Kamis, 22 Maret 2018

Dilema Kultus



Ujung akhir dari kultus (penyembahan-pemujaan-pensucian) adalah menyatu atau tercopy-pastenya sebagian atau seluruh spirit, jiwa, energi, ide, pikiran, angan-angan, kesadaran hingga bahkan karomah atau mukjizat dari orang yang kita kultuskan ke dalam diri kita, baik yang kita kultuskan itu masih hidup atau sudah mati. Orang Jawa mengatakan, pemanunggalan atau penitisan. Konsekwensinya, jika yang kita kultuskan adalah orang baik, pintar, bijaksana atau tercerahkan, maka menjadi baik, pintar, bijaksana dan tercerahkanlah juga kita, sebaliknya, jika yang kita kultuskan adalah orang jahat, bodoh, egois dan jahil, akan menjadi jahat, bodoh, egois dan jahil pulalah kita akhirnya.

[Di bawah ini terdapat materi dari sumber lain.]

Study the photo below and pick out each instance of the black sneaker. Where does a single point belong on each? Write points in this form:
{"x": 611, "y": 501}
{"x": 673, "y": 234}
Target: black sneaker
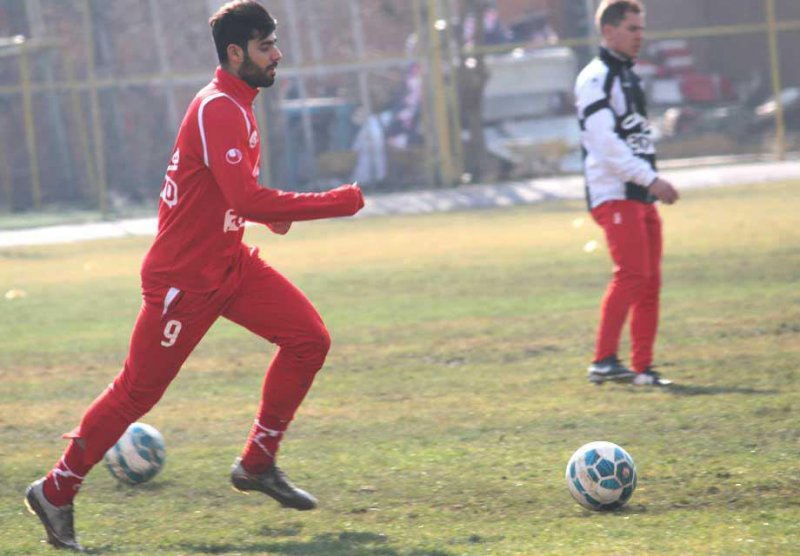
{"x": 274, "y": 483}
{"x": 649, "y": 377}
{"x": 57, "y": 520}
{"x": 609, "y": 369}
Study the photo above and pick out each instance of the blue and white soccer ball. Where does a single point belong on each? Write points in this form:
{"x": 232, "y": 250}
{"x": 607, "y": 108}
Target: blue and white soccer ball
{"x": 601, "y": 476}
{"x": 137, "y": 456}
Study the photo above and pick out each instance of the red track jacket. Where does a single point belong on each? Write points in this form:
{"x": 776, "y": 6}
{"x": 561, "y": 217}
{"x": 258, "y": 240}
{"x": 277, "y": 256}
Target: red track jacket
{"x": 211, "y": 188}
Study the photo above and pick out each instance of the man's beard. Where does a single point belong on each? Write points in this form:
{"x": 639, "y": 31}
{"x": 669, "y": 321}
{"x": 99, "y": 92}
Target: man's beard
{"x": 254, "y": 76}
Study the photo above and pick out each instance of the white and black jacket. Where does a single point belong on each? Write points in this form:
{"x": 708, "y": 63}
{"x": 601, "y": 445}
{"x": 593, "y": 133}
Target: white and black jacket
{"x": 618, "y": 153}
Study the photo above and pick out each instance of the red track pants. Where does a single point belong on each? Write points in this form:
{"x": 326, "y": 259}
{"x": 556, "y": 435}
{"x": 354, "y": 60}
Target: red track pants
{"x": 171, "y": 324}
{"x": 633, "y": 234}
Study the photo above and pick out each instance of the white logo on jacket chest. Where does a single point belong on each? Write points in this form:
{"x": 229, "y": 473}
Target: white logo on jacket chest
{"x": 233, "y": 222}
{"x": 233, "y": 156}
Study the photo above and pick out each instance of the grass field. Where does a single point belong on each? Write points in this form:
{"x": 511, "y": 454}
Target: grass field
{"x": 453, "y": 396}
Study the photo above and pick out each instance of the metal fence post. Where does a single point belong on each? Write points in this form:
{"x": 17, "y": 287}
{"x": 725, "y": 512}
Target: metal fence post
{"x": 5, "y": 178}
{"x": 30, "y": 124}
{"x": 97, "y": 124}
{"x": 775, "y": 65}
{"x": 440, "y": 96}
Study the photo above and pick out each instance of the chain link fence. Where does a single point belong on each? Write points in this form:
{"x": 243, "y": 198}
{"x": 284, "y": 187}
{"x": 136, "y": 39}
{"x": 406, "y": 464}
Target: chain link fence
{"x": 398, "y": 95}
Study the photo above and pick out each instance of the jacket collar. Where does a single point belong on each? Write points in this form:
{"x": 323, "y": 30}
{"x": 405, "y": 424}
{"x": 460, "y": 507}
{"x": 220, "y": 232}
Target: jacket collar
{"x": 232, "y": 85}
{"x": 615, "y": 60}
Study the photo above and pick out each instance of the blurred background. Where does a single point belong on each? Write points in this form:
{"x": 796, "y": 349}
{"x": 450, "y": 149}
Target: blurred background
{"x": 402, "y": 95}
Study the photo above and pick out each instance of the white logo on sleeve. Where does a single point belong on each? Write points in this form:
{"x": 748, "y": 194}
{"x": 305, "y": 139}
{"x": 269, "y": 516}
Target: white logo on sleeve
{"x": 233, "y": 156}
{"x": 169, "y": 192}
{"x": 176, "y": 158}
{"x": 233, "y": 222}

Kultus adalah peluruhan kedirian kita untuk digantikan dengan diri dari orang yang kita kultuskan. Ini adalah pengorbanan tiada tara, kita akan kehilangan hampir segalanya dari diri kita, eksistensi kita, kita akan menjadi "orang lain". Karenanya, kultus mutlak harus didasari kawruh atau pengetahuan atas sosok yang akan kita kultuskan, pun sosok yang dikultuskan, harus betul-betul orang yang baik, bijaksana, pintar, makrifat, berkawruh, berpengetahuan atau tercerahkan. Demi keselamatan, demi diri kita yang berharga, daripada membabi-buta menghabiskan waktu dan energi untuk mengkultuskan orang lain, lebih baik menggunakan waktu dan energi kita itu untuk mencari tahu siapa sejatinya orang yang kita kultuskan itu. Sebab tanpa itu, kita hanya sedang berspekulasi-mempertaruhkan seluruh hidup kita hanya atas dasar harapan, angan-angan, prasangka atau tahayyul, ego atau hawa nafsu kita. Kita sedang membawa hidup kita dalam resiko besar, kita sedang menyia-nyiakan anugrah kedirian kita..., kita akan mudah terjerumus menjadi zombie atau robot yang tidak punya jiwa sendiri, yang hanya akan menjadi budak bagi terwujudnya ide dan ego orang lain. Tidak perlu khawatir, tanpa mengkultuskan orang lainpun kita sebenarnya memiliki semua sumber daya untuk menjadi apa-apa yang kita inginkan, ingin keselamatan, keberkahan, bimbingan, kebenaran, karomah?, kita memiliki semua itu, tinggal mau-tidaknya saja kita menggali-membangunkannya.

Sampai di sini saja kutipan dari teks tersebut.